Abstract

Ensemble learning is to employ multiple individual classifiers and combine their predictions, which could achieve better performance than a single classifier. Considering that different base classifier gives different contribution to the final classification result, this paper assigns greater weights to the classifiers with better performance and proposes a weighted voting approach based on differential evolution. After optimizing the weights of the base classifiers by differential evolution, the proposed method combines the results of each classifier according to the weighted voting combination rule. Experimental results show that the proposed method not only improves the classification accuracy, but also has a strong generalization ability and universality.

1. Introduction

Ensemble learning is a new direction of machine learning, which trains a number of specific classifiers and selects some of them for ensemble. It has been shown that the combination of multiple classifiers could be more effective compared to any individual ones [1].

From a technical point of view, ensemble learning is mainly implemented as two steps: training weak base classifiers and selectively combining the member classifiers into a stronger classifier. Usually the members of an ensemble are constructed in two ways. One is to apply a single learning algorithm, and the other is to use different learning algorithms over a dataset [2]. Then, the base classifiers are combined to form a decision classifier. Generally, to get a good ensemble, the base learners should be as more accurate as possible and as more diverse as possible. So how to choose an ensemble of some accurate and diverse base learners is a focus of concern of many researchers [3].

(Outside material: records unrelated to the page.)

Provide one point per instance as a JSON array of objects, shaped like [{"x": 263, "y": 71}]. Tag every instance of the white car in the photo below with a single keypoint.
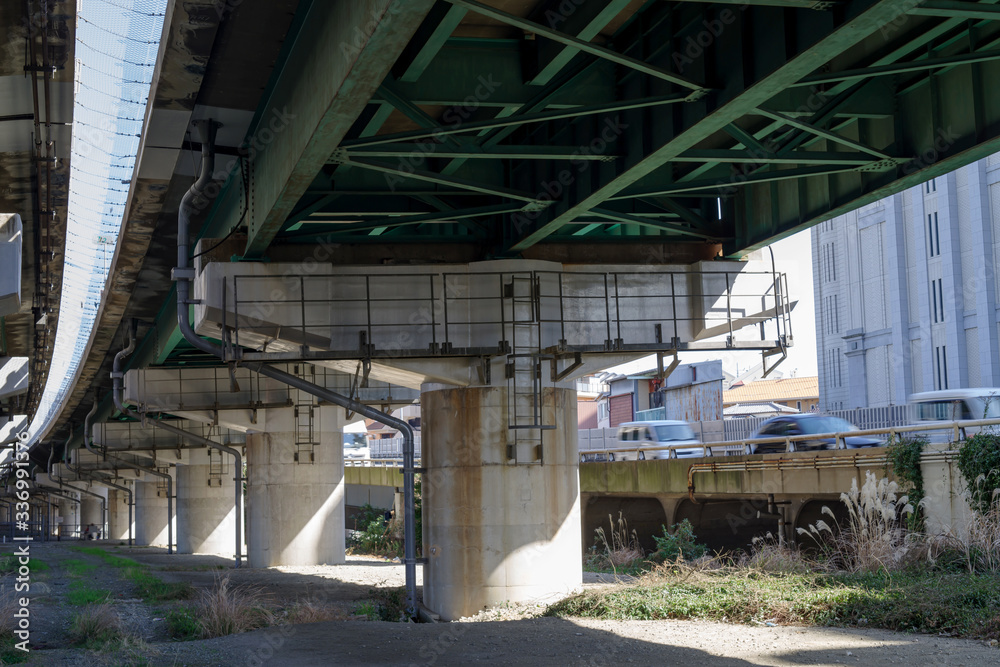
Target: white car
[
  {"x": 356, "y": 452},
  {"x": 634, "y": 436},
  {"x": 948, "y": 405}
]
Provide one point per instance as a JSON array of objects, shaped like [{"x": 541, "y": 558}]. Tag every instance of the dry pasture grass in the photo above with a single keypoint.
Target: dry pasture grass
[{"x": 226, "y": 610}]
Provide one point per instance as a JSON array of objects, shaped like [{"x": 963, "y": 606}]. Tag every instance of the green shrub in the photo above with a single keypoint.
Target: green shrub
[
  {"x": 679, "y": 544},
  {"x": 903, "y": 456},
  {"x": 979, "y": 462}
]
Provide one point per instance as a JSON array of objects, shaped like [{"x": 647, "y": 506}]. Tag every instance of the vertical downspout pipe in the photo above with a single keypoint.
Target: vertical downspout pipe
[
  {"x": 116, "y": 378},
  {"x": 409, "y": 507},
  {"x": 183, "y": 274},
  {"x": 129, "y": 502},
  {"x": 88, "y": 442},
  {"x": 170, "y": 489},
  {"x": 117, "y": 375}
]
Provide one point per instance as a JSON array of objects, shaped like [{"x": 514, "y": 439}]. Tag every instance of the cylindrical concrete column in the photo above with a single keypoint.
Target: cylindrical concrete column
[
  {"x": 69, "y": 518},
  {"x": 295, "y": 508},
  {"x": 206, "y": 512},
  {"x": 91, "y": 510},
  {"x": 150, "y": 514},
  {"x": 118, "y": 516},
  {"x": 496, "y": 530}
]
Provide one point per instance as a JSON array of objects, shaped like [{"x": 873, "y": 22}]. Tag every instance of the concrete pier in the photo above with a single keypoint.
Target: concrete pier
[
  {"x": 497, "y": 530},
  {"x": 118, "y": 516},
  {"x": 206, "y": 512},
  {"x": 150, "y": 515},
  {"x": 295, "y": 508}
]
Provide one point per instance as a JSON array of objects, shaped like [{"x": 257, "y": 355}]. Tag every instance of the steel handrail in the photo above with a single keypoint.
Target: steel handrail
[{"x": 956, "y": 426}]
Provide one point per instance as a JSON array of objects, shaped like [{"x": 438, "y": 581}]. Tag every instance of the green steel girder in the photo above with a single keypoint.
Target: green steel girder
[
  {"x": 822, "y": 37},
  {"x": 342, "y": 52},
  {"x": 507, "y": 141}
]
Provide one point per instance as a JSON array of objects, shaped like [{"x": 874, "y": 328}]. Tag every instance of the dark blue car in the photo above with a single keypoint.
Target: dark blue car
[{"x": 803, "y": 424}]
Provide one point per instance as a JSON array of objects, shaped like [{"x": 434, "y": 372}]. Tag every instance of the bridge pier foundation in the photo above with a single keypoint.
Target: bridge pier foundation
[
  {"x": 118, "y": 516},
  {"x": 206, "y": 515},
  {"x": 150, "y": 515},
  {"x": 295, "y": 489},
  {"x": 497, "y": 528},
  {"x": 69, "y": 512}
]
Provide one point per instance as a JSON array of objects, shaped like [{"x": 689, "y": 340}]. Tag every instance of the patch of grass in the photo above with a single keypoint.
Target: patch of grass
[
  {"x": 620, "y": 553},
  {"x": 310, "y": 612},
  {"x": 368, "y": 609},
  {"x": 151, "y": 588},
  {"x": 96, "y": 626},
  {"x": 226, "y": 610},
  {"x": 76, "y": 567},
  {"x": 183, "y": 624},
  {"x": 9, "y": 564},
  {"x": 965, "y": 605},
  {"x": 81, "y": 593},
  {"x": 390, "y": 604},
  {"x": 148, "y": 587},
  {"x": 9, "y": 655},
  {"x": 679, "y": 544}
]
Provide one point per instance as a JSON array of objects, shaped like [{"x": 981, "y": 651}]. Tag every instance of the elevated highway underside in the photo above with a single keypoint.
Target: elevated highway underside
[{"x": 563, "y": 134}]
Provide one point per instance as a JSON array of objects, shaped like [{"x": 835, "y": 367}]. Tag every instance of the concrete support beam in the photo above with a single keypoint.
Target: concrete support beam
[
  {"x": 118, "y": 516},
  {"x": 342, "y": 53},
  {"x": 295, "y": 508},
  {"x": 496, "y": 531},
  {"x": 150, "y": 514},
  {"x": 206, "y": 516}
]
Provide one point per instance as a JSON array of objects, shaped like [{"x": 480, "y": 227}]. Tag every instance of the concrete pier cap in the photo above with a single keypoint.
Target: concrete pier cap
[
  {"x": 295, "y": 493},
  {"x": 496, "y": 531}
]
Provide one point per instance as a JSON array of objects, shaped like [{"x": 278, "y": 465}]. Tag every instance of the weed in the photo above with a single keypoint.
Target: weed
[
  {"x": 9, "y": 655},
  {"x": 979, "y": 462},
  {"x": 11, "y": 564},
  {"x": 767, "y": 554},
  {"x": 620, "y": 552},
  {"x": 874, "y": 539},
  {"x": 183, "y": 624},
  {"x": 76, "y": 567},
  {"x": 678, "y": 545},
  {"x": 903, "y": 457},
  {"x": 310, "y": 612},
  {"x": 367, "y": 609},
  {"x": 96, "y": 626},
  {"x": 226, "y": 611},
  {"x": 151, "y": 588},
  {"x": 81, "y": 593},
  {"x": 962, "y": 605},
  {"x": 387, "y": 604}
]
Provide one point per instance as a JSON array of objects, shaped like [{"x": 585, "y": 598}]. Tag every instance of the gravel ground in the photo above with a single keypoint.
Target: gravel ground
[{"x": 509, "y": 635}]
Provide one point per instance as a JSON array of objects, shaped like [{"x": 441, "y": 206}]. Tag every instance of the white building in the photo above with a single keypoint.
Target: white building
[{"x": 906, "y": 292}]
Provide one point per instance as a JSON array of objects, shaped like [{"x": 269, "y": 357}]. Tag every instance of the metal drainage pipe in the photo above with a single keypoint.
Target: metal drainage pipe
[
  {"x": 183, "y": 274},
  {"x": 69, "y": 466},
  {"x": 89, "y": 444},
  {"x": 117, "y": 375}
]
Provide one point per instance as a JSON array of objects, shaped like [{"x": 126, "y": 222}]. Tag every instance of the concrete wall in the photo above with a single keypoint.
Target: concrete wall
[
  {"x": 151, "y": 515},
  {"x": 118, "y": 512},
  {"x": 495, "y": 530},
  {"x": 295, "y": 510},
  {"x": 206, "y": 506}
]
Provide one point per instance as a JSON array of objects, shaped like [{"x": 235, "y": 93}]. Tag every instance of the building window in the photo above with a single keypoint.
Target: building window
[
  {"x": 941, "y": 368},
  {"x": 933, "y": 235},
  {"x": 937, "y": 297},
  {"x": 829, "y": 262}
]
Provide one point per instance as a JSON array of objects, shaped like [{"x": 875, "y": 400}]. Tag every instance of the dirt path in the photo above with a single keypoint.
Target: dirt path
[{"x": 527, "y": 641}]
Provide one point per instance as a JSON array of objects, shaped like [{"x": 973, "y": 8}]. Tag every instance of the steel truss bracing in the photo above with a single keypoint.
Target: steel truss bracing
[{"x": 678, "y": 122}]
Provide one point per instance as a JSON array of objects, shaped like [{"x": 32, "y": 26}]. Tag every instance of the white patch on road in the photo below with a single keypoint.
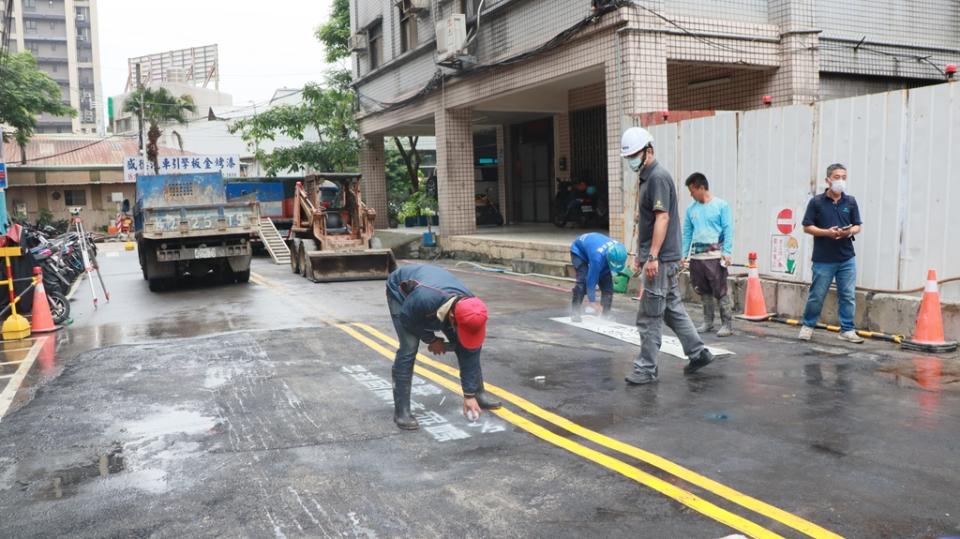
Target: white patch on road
[
  {"x": 173, "y": 422},
  {"x": 628, "y": 334}
]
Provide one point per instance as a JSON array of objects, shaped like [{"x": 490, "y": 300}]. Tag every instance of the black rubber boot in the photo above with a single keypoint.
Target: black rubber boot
[
  {"x": 726, "y": 317},
  {"x": 576, "y": 307},
  {"x": 401, "y": 407},
  {"x": 606, "y": 301},
  {"x": 487, "y": 402},
  {"x": 708, "y": 314}
]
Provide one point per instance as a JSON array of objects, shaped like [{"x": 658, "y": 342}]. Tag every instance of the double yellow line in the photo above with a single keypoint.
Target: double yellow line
[{"x": 375, "y": 340}]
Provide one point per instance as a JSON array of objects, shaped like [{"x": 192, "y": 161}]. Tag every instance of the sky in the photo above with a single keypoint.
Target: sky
[{"x": 263, "y": 45}]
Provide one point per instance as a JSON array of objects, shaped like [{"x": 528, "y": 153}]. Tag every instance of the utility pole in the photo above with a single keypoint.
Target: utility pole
[
  {"x": 256, "y": 141},
  {"x": 143, "y": 147}
]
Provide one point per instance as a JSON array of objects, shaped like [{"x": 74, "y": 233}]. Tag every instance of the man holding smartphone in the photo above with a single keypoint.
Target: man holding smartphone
[{"x": 833, "y": 219}]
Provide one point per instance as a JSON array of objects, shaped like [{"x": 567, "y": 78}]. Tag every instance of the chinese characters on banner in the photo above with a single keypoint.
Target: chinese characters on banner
[
  {"x": 784, "y": 244},
  {"x": 228, "y": 164}
]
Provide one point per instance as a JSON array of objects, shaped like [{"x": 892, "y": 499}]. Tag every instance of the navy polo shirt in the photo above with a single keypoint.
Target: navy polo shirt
[{"x": 823, "y": 212}]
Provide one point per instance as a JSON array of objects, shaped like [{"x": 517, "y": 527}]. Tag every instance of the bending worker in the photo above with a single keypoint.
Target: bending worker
[
  {"x": 659, "y": 257},
  {"x": 708, "y": 242},
  {"x": 422, "y": 301},
  {"x": 596, "y": 258}
]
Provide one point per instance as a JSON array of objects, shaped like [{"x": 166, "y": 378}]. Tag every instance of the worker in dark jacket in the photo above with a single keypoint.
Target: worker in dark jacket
[{"x": 424, "y": 300}]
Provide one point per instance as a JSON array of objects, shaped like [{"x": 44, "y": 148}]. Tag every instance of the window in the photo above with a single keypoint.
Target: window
[
  {"x": 74, "y": 197},
  {"x": 408, "y": 27},
  {"x": 375, "y": 43}
]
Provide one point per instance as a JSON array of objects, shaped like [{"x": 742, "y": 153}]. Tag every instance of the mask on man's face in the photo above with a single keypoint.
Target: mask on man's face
[{"x": 636, "y": 163}]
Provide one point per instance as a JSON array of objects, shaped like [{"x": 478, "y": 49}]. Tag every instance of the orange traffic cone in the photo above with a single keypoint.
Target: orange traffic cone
[
  {"x": 41, "y": 320},
  {"x": 755, "y": 307},
  {"x": 928, "y": 334}
]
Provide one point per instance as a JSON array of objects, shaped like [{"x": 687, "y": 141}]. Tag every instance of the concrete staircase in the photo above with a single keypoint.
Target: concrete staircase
[{"x": 273, "y": 242}]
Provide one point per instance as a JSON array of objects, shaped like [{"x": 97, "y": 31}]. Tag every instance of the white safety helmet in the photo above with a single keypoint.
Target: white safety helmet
[{"x": 634, "y": 140}]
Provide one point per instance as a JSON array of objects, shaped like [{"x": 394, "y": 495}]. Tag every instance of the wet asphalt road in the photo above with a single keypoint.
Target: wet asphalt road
[{"x": 263, "y": 410}]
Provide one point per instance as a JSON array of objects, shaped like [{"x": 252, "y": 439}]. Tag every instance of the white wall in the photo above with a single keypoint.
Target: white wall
[{"x": 901, "y": 150}]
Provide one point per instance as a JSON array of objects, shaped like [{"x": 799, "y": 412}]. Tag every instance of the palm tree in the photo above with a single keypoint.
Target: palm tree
[{"x": 159, "y": 106}]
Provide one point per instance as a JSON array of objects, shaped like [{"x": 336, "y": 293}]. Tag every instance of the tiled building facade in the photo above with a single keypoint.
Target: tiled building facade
[{"x": 553, "y": 77}]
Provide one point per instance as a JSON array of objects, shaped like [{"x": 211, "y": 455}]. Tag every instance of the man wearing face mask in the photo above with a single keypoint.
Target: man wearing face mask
[
  {"x": 659, "y": 256},
  {"x": 833, "y": 219}
]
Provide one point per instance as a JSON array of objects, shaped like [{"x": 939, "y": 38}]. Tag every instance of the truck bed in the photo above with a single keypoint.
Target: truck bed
[{"x": 201, "y": 220}]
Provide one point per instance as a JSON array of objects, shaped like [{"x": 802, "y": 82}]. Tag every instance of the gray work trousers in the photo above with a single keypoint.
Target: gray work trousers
[{"x": 661, "y": 302}]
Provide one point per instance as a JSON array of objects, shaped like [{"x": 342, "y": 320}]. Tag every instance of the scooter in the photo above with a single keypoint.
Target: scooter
[{"x": 487, "y": 211}]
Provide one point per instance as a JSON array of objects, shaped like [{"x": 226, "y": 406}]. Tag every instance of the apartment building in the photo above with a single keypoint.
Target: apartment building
[
  {"x": 63, "y": 37},
  {"x": 555, "y": 83}
]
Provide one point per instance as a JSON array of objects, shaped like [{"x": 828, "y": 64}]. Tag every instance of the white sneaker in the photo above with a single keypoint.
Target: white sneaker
[{"x": 850, "y": 336}]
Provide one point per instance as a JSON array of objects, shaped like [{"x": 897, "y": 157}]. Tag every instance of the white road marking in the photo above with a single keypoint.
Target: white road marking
[
  {"x": 9, "y": 392},
  {"x": 668, "y": 345}
]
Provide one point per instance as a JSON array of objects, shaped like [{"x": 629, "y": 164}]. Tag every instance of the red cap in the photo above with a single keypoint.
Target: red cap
[{"x": 470, "y": 315}]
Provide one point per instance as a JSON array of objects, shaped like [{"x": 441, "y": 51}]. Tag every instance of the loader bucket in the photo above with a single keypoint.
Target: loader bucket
[{"x": 331, "y": 266}]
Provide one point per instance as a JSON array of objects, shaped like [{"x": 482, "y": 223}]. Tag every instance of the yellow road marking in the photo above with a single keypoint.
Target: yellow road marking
[
  {"x": 9, "y": 392},
  {"x": 686, "y": 498},
  {"x": 739, "y": 498}
]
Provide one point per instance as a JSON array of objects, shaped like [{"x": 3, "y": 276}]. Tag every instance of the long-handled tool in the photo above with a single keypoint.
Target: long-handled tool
[{"x": 88, "y": 265}]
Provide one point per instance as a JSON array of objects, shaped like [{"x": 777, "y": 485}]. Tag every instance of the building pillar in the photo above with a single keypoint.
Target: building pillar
[
  {"x": 502, "y": 171},
  {"x": 562, "y": 149},
  {"x": 797, "y": 80},
  {"x": 455, "y": 183},
  {"x": 635, "y": 82},
  {"x": 373, "y": 168}
]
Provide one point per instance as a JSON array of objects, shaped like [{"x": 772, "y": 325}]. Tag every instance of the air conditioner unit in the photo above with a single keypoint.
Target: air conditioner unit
[
  {"x": 416, "y": 6},
  {"x": 358, "y": 42},
  {"x": 451, "y": 36}
]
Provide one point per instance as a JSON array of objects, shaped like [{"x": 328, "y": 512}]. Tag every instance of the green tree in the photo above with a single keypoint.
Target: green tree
[
  {"x": 324, "y": 111},
  {"x": 25, "y": 93},
  {"x": 159, "y": 106},
  {"x": 335, "y": 33}
]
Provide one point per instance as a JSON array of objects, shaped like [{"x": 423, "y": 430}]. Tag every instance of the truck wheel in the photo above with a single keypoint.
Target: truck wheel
[{"x": 302, "y": 260}]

In recent years, more and more researchers are concerned with ensemble learning [4]. There are many effective ensemble methods, such as boosting [5], bagging [6], and stacking [7]. Boosting is a method of producing highly accurate prediction rules by combining many “weak” rules which may be only moderately accurate. There are many boosting algorithms. The main variation between many boosting algorithms is their method of weighting training samples and hypotheses. AdaBoost is very popular and perhaps the most significant historically as it was the first algorithm that could adapt to the weak learners. Bagging trains a number of base learners each from a different bootstrap sample by calling a base learning algorithm. A bootstrap sample is obtained by subsampling the training dataset with replacement, where the size of a sample is the same as that of the training dataset. In a typical implementation of stacking, a number of first-level individual learners are generated from the training dataset by employing different learning algorithms. Those individual learners are then combined by a second-level learner which is called metalearner.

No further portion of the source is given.